Jacques Rougerie, architecte des océans travaille sur des projets d’envergure. Le Seaorbiter est un projet de « vaisseau d’exploration des océans » et un « laboratoire océanographique flottant. » Jacques Rougerie travaille à la création de ponts entre l’Homme et l’océan. Rencontre avec un homme dont les ambitions pour les mers sont immenses.
En quoi consiste votre métier d’ « architecte des océans » ?
En réalité, je suis architecte tout court. Je construis aussi bien sur terre que sur mer. On a fait un certain nombre de musées de la mer comme Nausicaa à Boulogne-sur-Mer, Océanopolis à Brest ou encore la cité de la mer à Cherbourg.
Depuis toujours, je suis passionné par les océans. Je suis fasciné et je rêve d’océan. Puis je suis tombé au bon endroit et au bon moment dans la grande aventure « Cousteau : les maisons sous-marines ».

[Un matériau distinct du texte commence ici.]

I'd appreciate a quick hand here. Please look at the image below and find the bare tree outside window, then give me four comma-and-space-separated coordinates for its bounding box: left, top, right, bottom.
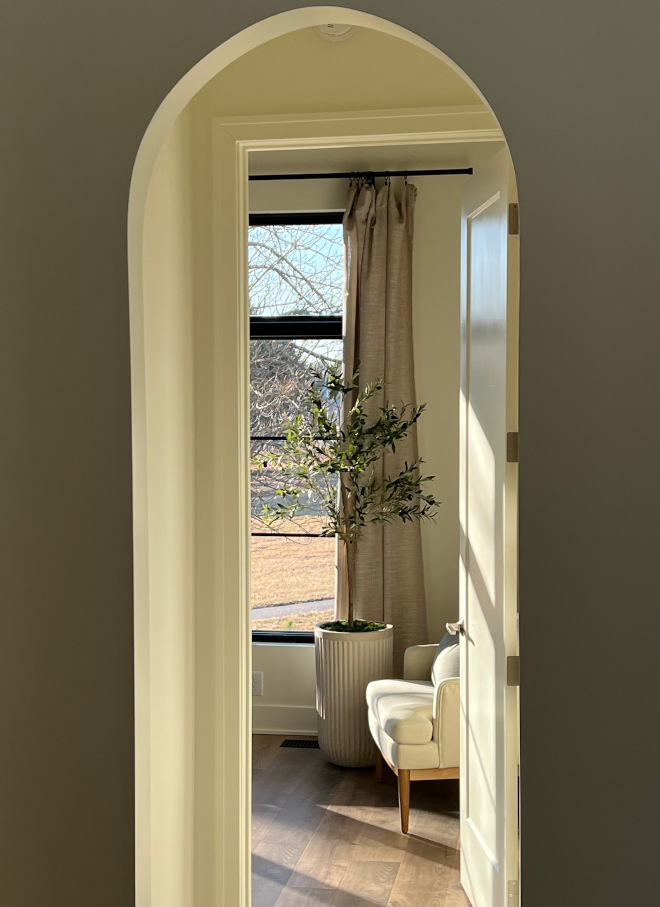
248, 223, 344, 630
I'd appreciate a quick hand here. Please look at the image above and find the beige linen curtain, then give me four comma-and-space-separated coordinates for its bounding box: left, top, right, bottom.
337, 182, 428, 676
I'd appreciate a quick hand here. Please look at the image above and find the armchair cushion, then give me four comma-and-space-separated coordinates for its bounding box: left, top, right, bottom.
431, 633, 460, 686
367, 680, 435, 745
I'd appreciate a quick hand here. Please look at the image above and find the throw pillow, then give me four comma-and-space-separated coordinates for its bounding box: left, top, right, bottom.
431, 633, 460, 686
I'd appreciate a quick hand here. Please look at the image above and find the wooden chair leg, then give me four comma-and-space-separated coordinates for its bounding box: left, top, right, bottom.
398, 768, 410, 835
374, 746, 383, 784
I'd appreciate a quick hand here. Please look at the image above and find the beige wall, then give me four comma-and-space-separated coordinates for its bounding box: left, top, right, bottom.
136, 112, 194, 904
0, 0, 660, 907
191, 29, 481, 733
199, 28, 481, 116
250, 163, 466, 733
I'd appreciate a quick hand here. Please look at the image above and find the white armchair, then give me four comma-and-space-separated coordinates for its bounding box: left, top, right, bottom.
367, 635, 460, 834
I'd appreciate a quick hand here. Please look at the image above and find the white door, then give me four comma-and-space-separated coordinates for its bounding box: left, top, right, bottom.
460, 149, 518, 907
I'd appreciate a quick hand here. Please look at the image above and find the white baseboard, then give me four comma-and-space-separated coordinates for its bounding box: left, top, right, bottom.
252, 701, 318, 737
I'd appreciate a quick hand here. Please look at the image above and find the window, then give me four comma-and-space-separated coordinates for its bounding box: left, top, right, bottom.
248, 213, 344, 642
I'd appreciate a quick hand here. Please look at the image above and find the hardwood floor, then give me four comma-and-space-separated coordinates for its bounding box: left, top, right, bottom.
252, 735, 470, 907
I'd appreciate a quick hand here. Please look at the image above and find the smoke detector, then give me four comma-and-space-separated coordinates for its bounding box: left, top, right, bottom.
316, 25, 357, 41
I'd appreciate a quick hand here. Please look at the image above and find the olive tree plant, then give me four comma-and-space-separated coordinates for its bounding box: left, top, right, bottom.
258, 363, 438, 631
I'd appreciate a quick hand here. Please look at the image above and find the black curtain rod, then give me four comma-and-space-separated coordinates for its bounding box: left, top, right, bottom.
249, 167, 474, 181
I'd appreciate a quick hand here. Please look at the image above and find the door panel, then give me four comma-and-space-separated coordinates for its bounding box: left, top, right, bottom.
460, 150, 517, 907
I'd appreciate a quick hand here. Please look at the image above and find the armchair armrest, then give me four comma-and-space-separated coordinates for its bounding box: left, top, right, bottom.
433, 677, 461, 768
403, 642, 438, 680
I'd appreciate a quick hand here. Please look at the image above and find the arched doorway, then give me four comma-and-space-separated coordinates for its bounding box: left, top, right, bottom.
129, 8, 520, 904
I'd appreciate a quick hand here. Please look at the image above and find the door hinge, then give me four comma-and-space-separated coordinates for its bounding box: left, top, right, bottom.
506, 431, 518, 463
506, 655, 520, 687
509, 202, 520, 236
506, 879, 520, 907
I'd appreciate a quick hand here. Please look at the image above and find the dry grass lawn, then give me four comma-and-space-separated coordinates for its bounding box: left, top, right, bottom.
251, 530, 335, 608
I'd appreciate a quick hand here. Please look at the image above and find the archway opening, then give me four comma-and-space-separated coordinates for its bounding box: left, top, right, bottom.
129, 8, 515, 903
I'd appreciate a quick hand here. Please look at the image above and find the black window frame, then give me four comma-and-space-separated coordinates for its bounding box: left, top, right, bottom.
249, 211, 344, 645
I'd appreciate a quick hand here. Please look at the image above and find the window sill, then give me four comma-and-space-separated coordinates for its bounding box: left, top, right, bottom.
252, 630, 314, 646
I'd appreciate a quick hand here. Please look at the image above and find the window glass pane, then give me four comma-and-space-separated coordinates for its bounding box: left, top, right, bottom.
250, 441, 337, 535
250, 339, 342, 436
248, 224, 344, 317
251, 536, 335, 630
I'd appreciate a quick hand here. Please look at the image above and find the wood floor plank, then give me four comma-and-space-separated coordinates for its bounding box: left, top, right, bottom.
334, 860, 401, 907
253, 735, 469, 907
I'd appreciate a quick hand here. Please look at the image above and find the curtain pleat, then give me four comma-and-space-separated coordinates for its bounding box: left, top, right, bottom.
337, 183, 428, 674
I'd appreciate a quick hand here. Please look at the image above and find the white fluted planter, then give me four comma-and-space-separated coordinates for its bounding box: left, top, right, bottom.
314, 624, 393, 768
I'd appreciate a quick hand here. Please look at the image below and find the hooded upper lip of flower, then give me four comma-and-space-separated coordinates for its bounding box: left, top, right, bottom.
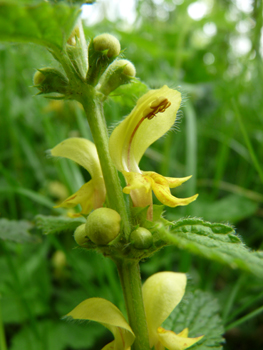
142, 272, 203, 350
66, 272, 203, 350
50, 137, 106, 214
66, 298, 135, 350
109, 86, 197, 216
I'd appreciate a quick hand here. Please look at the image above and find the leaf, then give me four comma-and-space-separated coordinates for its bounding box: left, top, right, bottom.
160, 218, 263, 278
164, 290, 224, 350
10, 320, 104, 350
35, 215, 86, 235
192, 194, 258, 223
0, 2, 80, 51
0, 219, 39, 243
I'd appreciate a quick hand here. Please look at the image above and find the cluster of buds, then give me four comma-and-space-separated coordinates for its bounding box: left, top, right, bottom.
33, 21, 136, 99
74, 208, 121, 246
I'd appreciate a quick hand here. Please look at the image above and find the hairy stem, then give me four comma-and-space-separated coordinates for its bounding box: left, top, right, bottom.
80, 85, 131, 239
117, 260, 150, 350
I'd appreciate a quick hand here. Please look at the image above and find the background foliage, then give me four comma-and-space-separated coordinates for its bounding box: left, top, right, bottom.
0, 0, 263, 350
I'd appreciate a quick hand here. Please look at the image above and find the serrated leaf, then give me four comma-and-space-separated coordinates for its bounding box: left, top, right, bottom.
0, 2, 80, 50
0, 219, 39, 243
35, 215, 86, 235
164, 290, 224, 350
160, 218, 263, 278
9, 320, 104, 350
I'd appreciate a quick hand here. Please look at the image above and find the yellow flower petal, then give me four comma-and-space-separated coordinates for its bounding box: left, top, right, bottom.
142, 272, 186, 346
50, 137, 102, 178
122, 171, 151, 193
67, 298, 135, 350
109, 86, 181, 172
142, 171, 192, 188
158, 327, 203, 350
50, 137, 106, 214
152, 182, 198, 208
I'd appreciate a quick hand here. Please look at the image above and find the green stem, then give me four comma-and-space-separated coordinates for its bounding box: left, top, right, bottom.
117, 260, 150, 350
0, 295, 7, 350
80, 85, 131, 239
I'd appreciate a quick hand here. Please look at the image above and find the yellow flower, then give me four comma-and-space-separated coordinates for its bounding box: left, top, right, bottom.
50, 138, 106, 214
109, 86, 198, 219
142, 272, 203, 350
67, 298, 135, 350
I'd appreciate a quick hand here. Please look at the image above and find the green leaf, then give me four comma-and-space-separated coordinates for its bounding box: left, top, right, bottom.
160, 218, 263, 278
10, 320, 104, 350
35, 215, 86, 235
0, 2, 80, 51
164, 290, 224, 350
0, 219, 39, 243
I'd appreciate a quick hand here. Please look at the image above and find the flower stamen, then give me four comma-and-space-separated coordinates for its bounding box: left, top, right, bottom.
127, 97, 171, 170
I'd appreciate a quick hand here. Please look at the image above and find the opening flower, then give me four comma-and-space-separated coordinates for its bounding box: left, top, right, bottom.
109, 86, 198, 219
142, 272, 203, 350
50, 137, 106, 215
66, 298, 135, 350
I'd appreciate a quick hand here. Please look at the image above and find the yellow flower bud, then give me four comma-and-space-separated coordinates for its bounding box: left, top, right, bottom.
93, 33, 121, 57
86, 208, 121, 245
74, 224, 88, 246
130, 227, 153, 249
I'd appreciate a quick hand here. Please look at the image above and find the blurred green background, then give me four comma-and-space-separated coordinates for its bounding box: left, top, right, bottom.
0, 0, 263, 350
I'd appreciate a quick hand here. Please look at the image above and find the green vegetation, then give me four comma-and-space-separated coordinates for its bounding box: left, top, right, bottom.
0, 0, 263, 350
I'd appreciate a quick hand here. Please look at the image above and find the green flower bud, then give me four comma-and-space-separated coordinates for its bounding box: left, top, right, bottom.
96, 60, 136, 96
130, 227, 153, 249
93, 33, 121, 57
86, 208, 121, 245
33, 70, 46, 86
74, 224, 89, 246
33, 68, 68, 94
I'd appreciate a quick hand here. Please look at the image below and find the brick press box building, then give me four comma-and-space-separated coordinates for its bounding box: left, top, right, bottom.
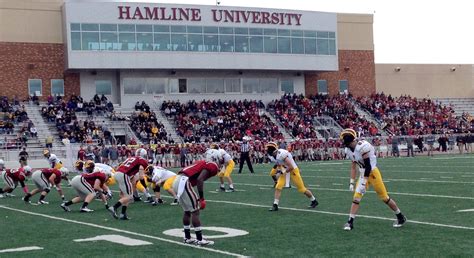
0, 0, 376, 106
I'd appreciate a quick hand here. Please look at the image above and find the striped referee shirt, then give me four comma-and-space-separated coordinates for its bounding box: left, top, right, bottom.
240, 142, 250, 152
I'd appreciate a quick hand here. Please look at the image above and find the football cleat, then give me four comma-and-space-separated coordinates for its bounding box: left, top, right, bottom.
308, 199, 319, 208
60, 203, 71, 212
107, 207, 118, 219
344, 222, 354, 231
183, 238, 197, 245
119, 214, 130, 220
268, 204, 278, 211
81, 207, 94, 212
195, 239, 214, 246
393, 215, 407, 228
143, 196, 153, 203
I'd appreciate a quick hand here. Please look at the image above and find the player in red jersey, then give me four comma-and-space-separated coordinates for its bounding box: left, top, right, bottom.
108, 148, 148, 220
23, 167, 69, 204
0, 165, 31, 198
61, 167, 112, 212
173, 150, 219, 246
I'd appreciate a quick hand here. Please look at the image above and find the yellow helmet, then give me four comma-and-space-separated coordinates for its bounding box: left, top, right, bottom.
145, 165, 154, 176
339, 128, 357, 146
84, 160, 95, 173
265, 142, 278, 155
74, 160, 84, 171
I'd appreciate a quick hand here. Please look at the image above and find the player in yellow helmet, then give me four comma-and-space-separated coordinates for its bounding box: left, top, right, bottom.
265, 142, 319, 211
339, 129, 406, 230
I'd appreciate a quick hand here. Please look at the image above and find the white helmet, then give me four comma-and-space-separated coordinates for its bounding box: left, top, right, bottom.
48, 154, 58, 162
59, 167, 69, 176
135, 148, 148, 159
23, 166, 31, 173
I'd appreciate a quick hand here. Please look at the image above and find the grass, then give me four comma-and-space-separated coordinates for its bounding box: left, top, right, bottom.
0, 156, 474, 257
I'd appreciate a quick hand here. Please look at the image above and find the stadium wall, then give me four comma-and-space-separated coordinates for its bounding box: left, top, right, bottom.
375, 64, 474, 98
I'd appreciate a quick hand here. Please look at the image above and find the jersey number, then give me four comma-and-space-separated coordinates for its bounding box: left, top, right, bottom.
123, 158, 136, 168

Jules Verne disait : « ce qu’un homme est capable d’imaginer, d’autres hommes seront capables de le réaliser ». Donc j’ai voulu réaliser les rêves de Jules Verne à travers ces habitats marins.
C’est un peu la synthèse entre les maisons sous-marines et un bateau qui s’appelait l’Aquaspace avec lequel j’ai traversé l’Atlantique. Il avait la coque centrale transparente sur 22 M de long.
Avec votre fondation, vous remettez des prix à des jeunes qui travaillent sur l’aménagement des littoraux et sur le biomimétisme. Est-ce que vous pouvez nous en parler ?
Il y a une dizaine d’années, j’ai créé la fondation Jacques Rougerie avec le prince Albert de Monaco. Cette fondation, elle est sous l’égide de l’institut de France. Ma passion, ça a toujours été de transmettre. Je veux transmettre aux jeunes cette passion que j’ai eue moi-même, et que j’ai toujours d’ailleurs.
Ces rêves sont le symbole de tout ce travail que nous avons mené en équipage depuis une trentaine d’années. Je crois en toute sincérité, qu’à l’heure actuelle, ce sont les jeunes qui nous montrent le chemin vers ce vers quoi il faut tendre par rapport à la mer, mais aussi vers comment bâtir ce futur à travers cette transversalité.
Cette fondation remet chaque année des grands prix, dont celui d’architecture et d’engineering de la mer. C’est un prix sur la problématique du littoral et la problématique sur la montée du niveau des océans : comment arriver progressivement à trouver des solutions par rapport aux zones géographiques et sociétales ? À chaque fois c’est différent, si ce sont les Maldives ou si c’est la Hollande ce ne sont pas du tout les mêmes problématiques économiques et sociétales.
Nous arrivons sur des approches très intéressantes. Je crois beaucoup à la conquête spatiale. Il y a beaucoup de similitudes entre le monde sur terre et le monde sous-marin. Il faut faire confiance en ces jeunes. On a plus de 10 000 candidats de 135 pays : je peux vous dire qu’ils ont un imaginaire extraordinaire. Ils nous montrent tous les chemins des possibles.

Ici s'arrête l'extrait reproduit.